Common Cold and Influenza: Part Two
By Andrea Jacobs, Certified Naturopath
In part one of our 5-part „Common Colds and Influenza Series“ we discussed how infectious winter diseases develop, how they spread, how you can protect yourself against them and which natural remedies exist . Today our topic is:
HOW DOES THE IMMUNE SYSTEM WORK?
Our immune system protects our bodies from microorganisms like viruses, bacteria and fungi. It is a complex system of specialized cells, tissues and organs that work synergistically. Important components of the immune system are: the skin, bone marrow, lymph vessels and lymph nodes, spleen, thymus gland, tonsils, appendix and digestive system.
For microorganisms to initiate an infection, they first have to pass through the physical barriers like the skin or mucous membranes. Mucous membranes in the mouth, the eyes, the intestines, the respiratory tract are packed with anti-microbial compounds. The digestive system produces stomach acid which kills microbes. The intestines are also populated by symbiotic bacteria which help repel harmful bacteria.
Microorganisms also have to overcome a large amount of unspecific defence mechanisms. This includes white blood cells called granulocytes and macrophages. They target and neutralize foreign matter, poisonous substances and microorganisms. It is estimated that approx. 90% of all infections are blocked by the unspecific defence system.Intruders that overcome the physical barriers as well as the unspecific immune defence system are confronted with specific defence mechanisms. This includes white blood cells called lymphocytes. These cells target invaders in a highly specific manner and B-Lymphocytes can even remember how prior infections were defeated. When the same parasites show up again, the lymphocytes are prepared and swiftly neutralize the threat. The individual is then considered immune to the illness.
The outbreak of an infection depends upon the intensity of the attack, namely the number of attackers as well as the virulence of the pathogens. Furthermore, the strength of your own immune system plays an important role. With a strong immune system many infections produce no symptoms at all, or very minor ones.
The immune system is frequently attacked by viruses that can trigger influenza and common colds. They are highly infectious and mutate very quickly. There are many hundreds of new variants of the same viruses every year. They use the body’s cells as hosts within which they multiply. As soon as the host’s cells become infected the specific defence system needs some days to adapt to the pathogen. This is why even slight colds can require more than a week to clear up.
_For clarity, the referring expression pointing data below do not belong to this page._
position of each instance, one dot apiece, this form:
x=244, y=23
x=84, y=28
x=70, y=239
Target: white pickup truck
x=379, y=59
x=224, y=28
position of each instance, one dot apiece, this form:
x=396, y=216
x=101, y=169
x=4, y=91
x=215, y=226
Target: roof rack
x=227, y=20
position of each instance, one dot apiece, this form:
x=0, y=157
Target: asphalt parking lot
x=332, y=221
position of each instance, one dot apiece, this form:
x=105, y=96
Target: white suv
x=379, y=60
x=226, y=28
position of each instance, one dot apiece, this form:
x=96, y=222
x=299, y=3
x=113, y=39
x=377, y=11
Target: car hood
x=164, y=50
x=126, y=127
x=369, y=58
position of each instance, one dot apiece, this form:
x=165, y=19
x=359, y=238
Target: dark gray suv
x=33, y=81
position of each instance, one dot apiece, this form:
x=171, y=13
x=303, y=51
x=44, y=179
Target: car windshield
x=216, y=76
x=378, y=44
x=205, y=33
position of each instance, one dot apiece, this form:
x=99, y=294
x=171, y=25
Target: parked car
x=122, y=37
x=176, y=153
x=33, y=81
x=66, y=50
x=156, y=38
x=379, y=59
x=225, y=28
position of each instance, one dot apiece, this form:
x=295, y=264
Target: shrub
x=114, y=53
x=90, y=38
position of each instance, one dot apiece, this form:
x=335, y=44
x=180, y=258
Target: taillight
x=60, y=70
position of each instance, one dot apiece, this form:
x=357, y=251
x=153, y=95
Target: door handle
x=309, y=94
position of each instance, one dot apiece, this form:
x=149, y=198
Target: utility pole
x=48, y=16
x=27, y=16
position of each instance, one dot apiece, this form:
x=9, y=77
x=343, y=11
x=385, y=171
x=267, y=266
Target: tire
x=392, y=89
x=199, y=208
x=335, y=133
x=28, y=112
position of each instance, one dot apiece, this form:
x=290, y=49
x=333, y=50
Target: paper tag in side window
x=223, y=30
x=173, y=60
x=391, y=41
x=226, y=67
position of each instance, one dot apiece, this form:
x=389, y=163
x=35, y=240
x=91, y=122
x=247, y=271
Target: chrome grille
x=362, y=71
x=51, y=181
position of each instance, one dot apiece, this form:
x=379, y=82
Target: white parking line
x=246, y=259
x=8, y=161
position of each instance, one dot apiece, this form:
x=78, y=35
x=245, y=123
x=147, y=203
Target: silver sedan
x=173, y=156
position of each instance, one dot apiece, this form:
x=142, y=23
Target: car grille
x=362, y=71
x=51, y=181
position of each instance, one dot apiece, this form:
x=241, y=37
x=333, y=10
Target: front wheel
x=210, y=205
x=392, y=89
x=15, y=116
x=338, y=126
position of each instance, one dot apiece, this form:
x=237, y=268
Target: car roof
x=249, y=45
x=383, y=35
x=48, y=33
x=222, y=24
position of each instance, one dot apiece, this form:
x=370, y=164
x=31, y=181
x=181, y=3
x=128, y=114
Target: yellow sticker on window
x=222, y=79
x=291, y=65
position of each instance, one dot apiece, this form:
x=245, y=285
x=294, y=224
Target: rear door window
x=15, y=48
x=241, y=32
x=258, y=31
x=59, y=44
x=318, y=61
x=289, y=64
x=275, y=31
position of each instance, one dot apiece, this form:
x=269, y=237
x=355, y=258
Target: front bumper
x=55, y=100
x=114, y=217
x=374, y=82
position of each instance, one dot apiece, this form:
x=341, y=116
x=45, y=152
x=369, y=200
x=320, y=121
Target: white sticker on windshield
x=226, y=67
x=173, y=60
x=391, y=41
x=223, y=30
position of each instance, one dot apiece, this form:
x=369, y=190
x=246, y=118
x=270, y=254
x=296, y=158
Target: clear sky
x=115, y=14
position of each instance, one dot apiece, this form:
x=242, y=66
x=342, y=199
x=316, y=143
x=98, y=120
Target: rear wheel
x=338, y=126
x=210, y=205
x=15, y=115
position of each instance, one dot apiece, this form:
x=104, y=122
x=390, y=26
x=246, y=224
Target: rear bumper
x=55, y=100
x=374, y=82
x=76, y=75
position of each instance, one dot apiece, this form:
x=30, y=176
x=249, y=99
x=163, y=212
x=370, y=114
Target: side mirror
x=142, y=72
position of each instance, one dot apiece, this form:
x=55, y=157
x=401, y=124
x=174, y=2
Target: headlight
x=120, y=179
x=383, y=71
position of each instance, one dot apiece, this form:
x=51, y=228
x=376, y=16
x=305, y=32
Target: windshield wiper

The good news: the immune system is not only just very adaptable but can also be actively supported with the deliberate intake of nutrients.
Research has shown that certain ingredients in elderberries, so-called flavonoids, have an anti-viral effect and may prevent the viruses from infecting host cells. By consuming large amounts of these flavonoids you actively support your immune system and prepare yourself far better against the typical winter infectious diseases.